Q. I have heard recently about the possibility of women being ordained priests? Will this ever happen? — S.D., Florida.

A. No, it is impossible, as Pope St. John Paul II made clear in 1994. In an apostolic letter entitled Ordinatio Sacerdotalis, the Holy Father said:

“Wherefore, in order that all doubts may be removed regarding a matter of great importance, a matter which pertains to the Church’s divine constitution itself, in virtue of my ministry of confirming the brethren (cf. Luke 22:32), I declare that the Church has no authority whatsoever to confer priestly ordination on women and that this judgment is to be definitively held by all the Church’s faithful” (n. 4).”

On November 18, 1995, 18 months after Ordinatio Sacerdotalis was promulgated, the Congregation for the Doctrine of the Faith made clear that the ban on women priests would never be reversed when it said that the pronouncement of St. John Paul had been “set forth infallibly by the ordinary and universal magisterium. Thus, in the present circumstances, the Roman Pontiff, exercising his proper office of confirming the brethren, has handed on this same teaching by a formal declaration, explicitly stating what is to be held always, everywhere, and by all as belonging to the deposit of the faith.”

Unfortunately, this infallible teaching has recently been called into question by Christoph Cardinal Schönborn of Vienna. In an interview on April 1, Cardinal Schönborn, who was an editor of the Catechism of the Catholic Church, said that “the question of ordination [of women] is a question which clearly can only be clarified by a council. That cannot be decided upon by a Pope alone. That is a question too big that it could be decided from the desk of a Pope.”

That such a statement could be issued by a churchman as prominent at Schönborn, said canon lawyer Dr. Edward Peters, is a “chilling illustration of the erosion of order in the Church.” He said that Schönborn was wrong on three points.

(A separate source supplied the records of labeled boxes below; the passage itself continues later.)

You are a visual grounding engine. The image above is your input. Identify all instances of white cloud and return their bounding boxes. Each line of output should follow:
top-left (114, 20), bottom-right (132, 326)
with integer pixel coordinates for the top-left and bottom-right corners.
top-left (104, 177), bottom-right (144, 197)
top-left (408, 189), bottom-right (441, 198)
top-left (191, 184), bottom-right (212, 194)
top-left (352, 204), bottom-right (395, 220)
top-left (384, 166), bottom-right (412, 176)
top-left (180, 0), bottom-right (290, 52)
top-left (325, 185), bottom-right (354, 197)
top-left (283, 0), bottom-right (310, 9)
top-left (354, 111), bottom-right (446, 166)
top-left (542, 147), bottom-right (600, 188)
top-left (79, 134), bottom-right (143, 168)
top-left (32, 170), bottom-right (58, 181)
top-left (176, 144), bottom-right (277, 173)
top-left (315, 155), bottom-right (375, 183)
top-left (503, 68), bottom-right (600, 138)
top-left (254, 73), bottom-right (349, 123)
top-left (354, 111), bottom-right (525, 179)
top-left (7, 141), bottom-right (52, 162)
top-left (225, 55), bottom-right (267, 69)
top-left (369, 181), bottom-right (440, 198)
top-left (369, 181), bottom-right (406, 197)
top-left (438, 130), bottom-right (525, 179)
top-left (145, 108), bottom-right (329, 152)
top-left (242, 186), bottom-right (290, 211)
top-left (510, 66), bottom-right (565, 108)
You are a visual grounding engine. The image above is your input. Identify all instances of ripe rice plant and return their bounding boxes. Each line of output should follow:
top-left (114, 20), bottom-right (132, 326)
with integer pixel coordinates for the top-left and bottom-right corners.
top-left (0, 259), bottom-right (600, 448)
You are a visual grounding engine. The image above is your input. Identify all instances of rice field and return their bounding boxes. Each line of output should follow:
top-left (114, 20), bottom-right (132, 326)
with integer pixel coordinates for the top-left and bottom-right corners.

First, John Paul definitively ruled out women priests in Ordinatio Sacerdotalis.

Second, the Pope can act on his own on such a matter since canon law (c. 331) says that the Pontiff “possesses supreme, full, immediate, and universal power in the Church, which he is always able to exercise freely.”

Third, said Peters, to hold that ecumenical councils are superior to the Pope comes “perilously close to crossing a line that few modern canonists ever thought could be crossed, that one marked out in canon 1372, which states, ‘A person who makes recourse against an act of the Roman Pontiff to an ecumenical council or the college of bishops is to be punished with a censure’.”

He said the fact that the cardinal’s comments have not apparently elicited a “single fraternal correction is, I think, a sign of how urgently a restoration of order in the Church is needed.”